Make sure to save the cue sheet when you rip, the be-all end-all to audio CD archiving will be in flac 1.0.5

Josh

Yay! 

Does all this indented quoting make anyone else dizzy?

Seriously thought, I've never seen a point to bin/cue rather than just ripping to seperate tracks. Perhaps someone who does it can explain to me why they do it.

Replaygain + Flac

Reply #22
Quote
I don't think you can calculate the album gain just from the tracks gains.

Why not? Isn't the gainvalues a measure of how loud the file is? Shouldn-t it be possible to average it over a couple of files then? Something along the line of: AlbumGain = 10 * log_10 ( Sum( TrackLength[N] * 10^(TrackGain[N] / 10)  ) / Sum(TrackLength[N]) )

 

Replaygain + Flac

Reply #23
To answer my own question: No, it does not seem to work. When I tried it on one album my average of the trackgains was -5.56 dB and the real albumgain was -5.93 dB.

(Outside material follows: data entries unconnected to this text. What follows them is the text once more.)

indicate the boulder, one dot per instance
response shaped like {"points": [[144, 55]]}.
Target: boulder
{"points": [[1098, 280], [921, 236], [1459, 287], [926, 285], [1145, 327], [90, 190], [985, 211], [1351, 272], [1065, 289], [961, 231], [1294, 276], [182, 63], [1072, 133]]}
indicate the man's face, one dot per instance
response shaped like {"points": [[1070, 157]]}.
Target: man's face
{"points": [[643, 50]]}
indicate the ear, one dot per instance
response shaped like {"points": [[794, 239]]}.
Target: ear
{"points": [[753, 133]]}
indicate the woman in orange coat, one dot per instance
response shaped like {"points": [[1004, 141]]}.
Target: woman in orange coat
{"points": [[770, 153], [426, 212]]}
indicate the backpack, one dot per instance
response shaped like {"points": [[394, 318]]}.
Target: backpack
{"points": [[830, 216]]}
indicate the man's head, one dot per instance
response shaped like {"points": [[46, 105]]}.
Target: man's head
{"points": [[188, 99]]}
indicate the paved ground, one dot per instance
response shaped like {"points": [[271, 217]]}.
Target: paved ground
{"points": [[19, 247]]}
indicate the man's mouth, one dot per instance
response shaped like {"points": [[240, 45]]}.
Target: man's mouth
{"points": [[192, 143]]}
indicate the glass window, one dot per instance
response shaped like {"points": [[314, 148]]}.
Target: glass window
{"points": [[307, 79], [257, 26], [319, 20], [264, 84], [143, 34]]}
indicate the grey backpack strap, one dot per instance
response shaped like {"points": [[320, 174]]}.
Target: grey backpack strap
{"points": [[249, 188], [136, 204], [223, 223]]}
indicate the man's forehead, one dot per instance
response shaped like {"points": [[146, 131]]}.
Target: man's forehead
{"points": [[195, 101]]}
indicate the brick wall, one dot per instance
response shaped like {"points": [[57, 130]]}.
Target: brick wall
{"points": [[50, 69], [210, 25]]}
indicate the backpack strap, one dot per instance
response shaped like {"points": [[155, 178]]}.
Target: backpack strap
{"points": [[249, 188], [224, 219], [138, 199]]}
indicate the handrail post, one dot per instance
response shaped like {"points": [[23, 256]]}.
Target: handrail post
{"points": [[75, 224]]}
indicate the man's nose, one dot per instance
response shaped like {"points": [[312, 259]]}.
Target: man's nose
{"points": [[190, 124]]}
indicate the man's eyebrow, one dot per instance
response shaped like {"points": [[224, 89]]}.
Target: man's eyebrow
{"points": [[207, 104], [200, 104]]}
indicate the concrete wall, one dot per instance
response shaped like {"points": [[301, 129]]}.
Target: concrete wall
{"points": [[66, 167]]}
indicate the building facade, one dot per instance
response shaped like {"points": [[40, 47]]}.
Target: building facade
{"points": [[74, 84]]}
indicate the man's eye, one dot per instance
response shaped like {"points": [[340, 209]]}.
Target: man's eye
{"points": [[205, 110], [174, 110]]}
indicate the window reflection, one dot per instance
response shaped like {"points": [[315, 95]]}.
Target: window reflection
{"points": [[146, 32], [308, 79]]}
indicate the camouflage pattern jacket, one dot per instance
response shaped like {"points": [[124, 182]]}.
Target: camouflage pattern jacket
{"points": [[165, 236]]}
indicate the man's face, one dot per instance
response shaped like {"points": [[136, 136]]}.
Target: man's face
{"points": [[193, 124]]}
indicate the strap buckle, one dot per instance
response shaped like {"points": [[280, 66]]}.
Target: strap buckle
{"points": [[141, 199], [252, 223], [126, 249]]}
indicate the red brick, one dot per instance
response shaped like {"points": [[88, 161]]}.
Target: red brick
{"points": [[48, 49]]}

Guess it must be this part that makes it impossible to average (from replaygain.org):
"3. Statistical Processing

Where the average energy level of a signal varies with time, the louder moments contribute most to our perception of overall loudness. For example, in human speech, over half the time is silence, but this does not affect the perceived loudness of the talker at all! For this reason, the RMS values are sorted into numerical order, and the value 5% down the list is chosen to represent the overall perceived loudness of the signal."


(by the way, why is the replaygain that is displayed when calculating it 1 mB less than what is written in the file?)